As reported in many studies, the highest concentration of the treponemal DNA is present in swabs taken from the primary chancre, followed by blood-derived samples, cerebrospinal fluid and others (Peng et al., 2011; Pinto et al., 2017). For example, the swabs taken from primary chancre represent the samples with the highest concentration of treponemal DNA and are the most suitable candidates for MLST. However, MLST profiles revealed from parallel samples taken from the same patient (e.g., primary chancer swab and whole blood) are also important with respect to the stability of the used typing loci. For instance, the typing loci used in the enhanced CDC-typing (based on restriction fragment length polymorphism analyses of the tprEGJ genes and a number of repeats in the arp gene (Marra et al., 2010) were identified to be genetically unstable (Mikalová et al., 2013). This genetic instability was shown by revealing the different subtypes in samples isolated from swab and whole blood, both taken from the same patient. Loci selected for MLST (TP0136, TP0548 and TP0705) are considered to be genetically stable, showing the same allelic profiles in parallel samples as well as in samples collected from different rabbit passages (Grillová et al., 2018a).
Another important factor to obtain high-quality DNA is the time between sampling of patients and the DNA isolation. This time period should be as short as possible. If immediate DNA isolation is not possible, the swab extracts (PBS) should be stored at −20 °C. The swab extracts should be centrifuged at the lowest possible speed for 10 min and the supernatant should be used for the subsequent isolation of DNA. Even though it is time consuming, nested PCR should be used for target loci amplification to achieve the highest amplification efficiency. Moreover, we recommend looking for the presence or absence of A2058G and A2059G mutations in 23S rDNA, which encodes the macrolide resistance (Grillová et al., 2018a).
Most of T. p. pallidum strains analyzed to date from experimentally infected rabbits belong to the Nichols-like group, while most clinical T. p. pallidum isolates obtained directly from patients belong to the SS14-like group (Šmajs et al., 2016). We encourage researchers and public health communities to use MLST, which is able to distinguish these two clonal complexes. Moreover, we recommend submitting the sequencing data to PubMLST along with the metadata (including data from the serological tests). The expansion of the sample set in the PubMLST with syphilis isolates from different geographical areas can lead to a better understanding of the epidemiology of the two genetically distinct groups of syphilis treponemes.

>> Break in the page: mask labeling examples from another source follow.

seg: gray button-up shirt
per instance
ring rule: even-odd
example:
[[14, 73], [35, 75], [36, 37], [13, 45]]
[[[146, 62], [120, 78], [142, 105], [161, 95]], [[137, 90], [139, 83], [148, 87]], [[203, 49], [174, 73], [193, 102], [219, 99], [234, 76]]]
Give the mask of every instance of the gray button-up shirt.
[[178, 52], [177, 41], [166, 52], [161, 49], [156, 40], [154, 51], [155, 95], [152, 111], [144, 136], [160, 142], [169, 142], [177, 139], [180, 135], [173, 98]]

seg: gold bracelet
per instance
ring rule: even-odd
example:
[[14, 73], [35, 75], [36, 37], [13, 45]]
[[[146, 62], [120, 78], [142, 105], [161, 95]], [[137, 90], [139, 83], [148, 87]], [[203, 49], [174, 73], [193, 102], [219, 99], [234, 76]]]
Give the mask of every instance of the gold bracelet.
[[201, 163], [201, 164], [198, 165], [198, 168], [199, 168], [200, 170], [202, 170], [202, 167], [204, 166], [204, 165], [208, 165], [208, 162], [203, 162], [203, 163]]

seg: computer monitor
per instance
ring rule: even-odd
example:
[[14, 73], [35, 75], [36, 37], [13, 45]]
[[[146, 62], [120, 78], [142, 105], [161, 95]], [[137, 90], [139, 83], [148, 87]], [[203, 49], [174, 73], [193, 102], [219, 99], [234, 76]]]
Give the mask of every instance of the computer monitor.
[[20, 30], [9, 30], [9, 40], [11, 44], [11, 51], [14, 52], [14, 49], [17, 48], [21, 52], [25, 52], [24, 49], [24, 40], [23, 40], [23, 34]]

Here, we present the PubMLST BIGSdb database of T. p. pallidum, which represents the first publicly available data storage of T. p. pallidum sequences connected to metadata of patients. The database identifies specific regions of uploaded sequencing data and their genetic variation in order to reveal the sequencing types of T. p. pallidum isolates based on the newly developed MLST (Grillová et al., 2018a). We hope that this tool will open new opportunities in epidemiology of syphilis thereby allowing studies of sequencing types in different locations, tracking of syphilis infections and finding the association of particular strains with specific groups of patients. All these data should improve our understanding of syphilis epidemiology.